Menanggapi viralnya rekaman tersebut, Gustian Riau membantah keras keterlibatannya. Ia menegaskan bahwa video yang beredar bukanlah dirinya dan menyebut konten tersebut merupakan hasil rekayasa teknologi kecerdasan buatan atau artificial intelligence (AI).
"Itu semuanya rekayasa AI terkait video yang beredar," ujar Gustian Riau kepada wartawan, Senin (29/12/2025).
Menurutnya, penyebaran video tersebut diduga berkaitan dengan upaya pemerasan yang telah berulang kali menargetkan dirinya. Gustian mengaku foto dan video pribadinya diambil dari media sosial lalu dimanipulasi untuk kepentingan tertentu.
"Motifnya pemerasan. Sudah sering kejadian seperti ini.

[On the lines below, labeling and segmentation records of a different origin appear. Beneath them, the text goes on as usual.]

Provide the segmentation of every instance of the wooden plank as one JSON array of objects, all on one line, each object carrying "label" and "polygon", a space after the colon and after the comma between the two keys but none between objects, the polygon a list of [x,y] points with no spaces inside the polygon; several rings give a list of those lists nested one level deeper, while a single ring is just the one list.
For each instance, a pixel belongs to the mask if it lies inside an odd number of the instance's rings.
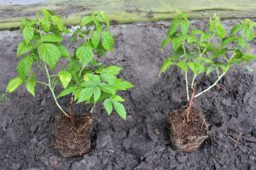
[{"label": "wooden plank", "polygon": [[44,8],[61,15],[67,25],[78,24],[81,16],[92,10],[104,11],[114,23],[170,20],[177,9],[189,18],[209,18],[215,13],[223,19],[256,18],[255,0],[46,0],[36,4],[2,4],[0,29],[19,26],[22,16],[32,18]]}]

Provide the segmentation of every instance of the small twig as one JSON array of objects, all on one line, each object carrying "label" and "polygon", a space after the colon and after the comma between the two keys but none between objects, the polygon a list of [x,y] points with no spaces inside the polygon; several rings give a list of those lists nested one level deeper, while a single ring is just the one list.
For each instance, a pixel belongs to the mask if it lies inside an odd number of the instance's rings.
[{"label": "small twig", "polygon": [[204,127],[205,122],[206,122],[206,119],[204,119],[204,121],[203,121],[202,123],[201,123],[201,130],[202,130],[202,128]]},{"label": "small twig", "polygon": [[241,133],[239,133],[239,136],[236,139],[234,148],[236,148],[238,146],[241,136]]},{"label": "small twig", "polygon": [[229,94],[229,92],[225,88],[222,88],[220,85],[216,84],[216,87],[218,88],[219,89],[222,89],[224,93]]}]

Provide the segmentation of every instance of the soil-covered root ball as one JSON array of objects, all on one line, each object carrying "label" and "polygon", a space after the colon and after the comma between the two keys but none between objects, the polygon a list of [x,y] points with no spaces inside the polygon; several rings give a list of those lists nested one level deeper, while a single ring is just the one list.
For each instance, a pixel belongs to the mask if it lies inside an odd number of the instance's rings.
[{"label": "soil-covered root ball", "polygon": [[81,156],[90,150],[92,116],[57,116],[55,147],[64,157]]},{"label": "soil-covered root ball", "polygon": [[196,150],[208,137],[208,124],[201,112],[194,107],[189,112],[189,121],[184,116],[185,108],[169,114],[169,134],[173,148],[182,152]]}]

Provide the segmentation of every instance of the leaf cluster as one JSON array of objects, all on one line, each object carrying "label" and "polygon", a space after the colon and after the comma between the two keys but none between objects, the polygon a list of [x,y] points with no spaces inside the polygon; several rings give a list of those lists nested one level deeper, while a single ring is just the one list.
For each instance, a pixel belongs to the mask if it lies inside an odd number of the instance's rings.
[{"label": "leaf cluster", "polygon": [[[99,61],[101,56],[113,50],[114,38],[109,31],[109,22],[102,12],[93,12],[81,20],[80,27],[71,36],[72,42],[79,38],[83,42],[74,47],[70,54],[63,45],[63,35],[70,34],[58,15],[48,9],[37,14],[37,20],[23,19],[20,24],[23,41],[18,44],[17,55],[21,57],[17,65],[18,76],[13,78],[7,87],[7,92],[14,92],[23,82],[27,91],[35,95],[35,86],[42,83],[54,91],[61,84],[62,92],[55,98],[71,94],[77,103],[93,104],[103,101],[103,105],[111,114],[113,108],[124,119],[126,111],[122,104],[125,100],[118,92],[133,87],[131,83],[118,77],[121,67],[105,67]],[[60,59],[68,61],[67,67],[56,74],[54,71]],[[32,66],[36,66],[32,69]],[[49,69],[50,71],[49,71]],[[46,73],[48,83],[37,80],[36,71]]]},{"label": "leaf cluster", "polygon": [[195,85],[200,74],[215,73],[220,79],[233,65],[256,59],[256,55],[247,54],[248,42],[255,37],[254,27],[255,23],[247,19],[228,32],[214,15],[204,31],[195,28],[185,14],[178,13],[160,44],[161,48],[171,44],[172,50],[160,67],[160,74],[176,65],[185,75],[192,72],[191,87]]}]

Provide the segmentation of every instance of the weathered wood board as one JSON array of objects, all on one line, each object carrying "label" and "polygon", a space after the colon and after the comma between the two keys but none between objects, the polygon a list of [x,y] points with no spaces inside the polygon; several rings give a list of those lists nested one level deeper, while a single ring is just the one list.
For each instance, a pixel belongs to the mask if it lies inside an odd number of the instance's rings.
[{"label": "weathered wood board", "polygon": [[[38,2],[38,0],[35,0]],[[35,16],[40,8],[61,14],[66,24],[78,24],[92,10],[104,11],[114,23],[170,20],[177,9],[190,18],[256,18],[256,0],[41,0],[38,3],[9,4],[0,0],[0,29],[16,27],[22,16]],[[31,4],[32,3],[32,4]]]}]

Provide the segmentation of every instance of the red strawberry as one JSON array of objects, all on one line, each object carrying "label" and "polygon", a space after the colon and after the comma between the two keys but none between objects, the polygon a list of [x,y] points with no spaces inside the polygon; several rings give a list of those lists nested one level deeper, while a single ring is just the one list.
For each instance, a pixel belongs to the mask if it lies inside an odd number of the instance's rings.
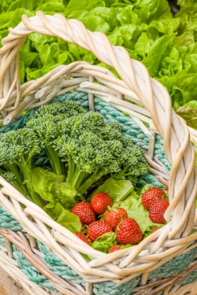
[{"label": "red strawberry", "polygon": [[[160,228],[154,228],[152,230],[152,233],[156,232],[157,230],[158,230]],[[158,237],[156,237],[155,239],[153,240],[153,241],[151,242],[156,242],[158,240]]]},{"label": "red strawberry", "polygon": [[74,206],[71,212],[80,217],[81,223],[89,224],[94,221],[95,214],[90,204],[81,202]]},{"label": "red strawberry", "polygon": [[164,191],[159,188],[152,188],[146,190],[141,197],[141,203],[145,209],[150,209],[150,205],[154,199],[165,198]]},{"label": "red strawberry", "polygon": [[99,221],[90,223],[87,229],[89,237],[92,242],[96,241],[100,235],[112,231],[113,230],[110,225]]},{"label": "red strawberry", "polygon": [[104,215],[103,221],[108,223],[113,230],[115,230],[118,223],[123,219],[128,217],[127,211],[122,208],[115,208],[117,211],[110,210]]},{"label": "red strawberry", "polygon": [[108,206],[112,206],[113,202],[111,198],[105,192],[99,192],[96,194],[91,202],[93,210],[97,215],[103,214],[108,209]]},{"label": "red strawberry", "polygon": [[116,231],[117,241],[123,245],[138,243],[143,234],[136,221],[132,218],[125,218]]},{"label": "red strawberry", "polygon": [[120,250],[122,245],[113,245],[108,251],[108,253],[115,252],[115,251]]},{"label": "red strawberry", "polygon": [[149,218],[156,223],[165,223],[163,215],[169,206],[167,199],[155,199],[150,206]]},{"label": "red strawberry", "polygon": [[80,239],[87,243],[89,246],[91,246],[91,242],[87,240],[84,234],[80,232],[76,232],[76,235]]}]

Foto di Facebook atau media lain diambil, lalu dibuat rekayasa AI," katanya.
Ia menyebutkan, pelaku meminta sejumlah uang agar video tersebut tidak disebarluaskan atau dihapus dari peredaran. "Mereka meminta uang sekitar Rp 20 juta sampai Rp 30 juta. Akun yang digunakan juga berganti-ganti," tambahnya.
Berdasarkan penelusuran awal yang dilakukannya, Gustian menduga para pelaku berada di luar daerah. "Awalnya terdeteksi di Manado, kemudian ke Makassar," ungkapnya.
Atas kejadian itu, Gustian memastikan akan menempuh jalur hukum dengan melaporkan kasus dugaan rekayasa digital dan pemerasan tersebut kepada pihak kepolisian. "Nanti akan saya laporkan secara resmi," tegasnya.
Sementara itu, Sekretaris Daerah (Sekda) Kota Batam, Firmansyah, turut memberikan tanggapan terkait viralnya video yang menyeret nama salah satu kepala dinas tersebut. Ia menyatakan bahwa persoalan ini telah ditangani oleh Badan Kepegawaian dan Pengembangan Sumber Daya Manusia (BKPSDM) Pemerintah Kota Batam.
"Sedang dikaji oleh BKPSDM," ujar Firmansyah singkat saat dikonfirmasi, Senin (29/12/2025).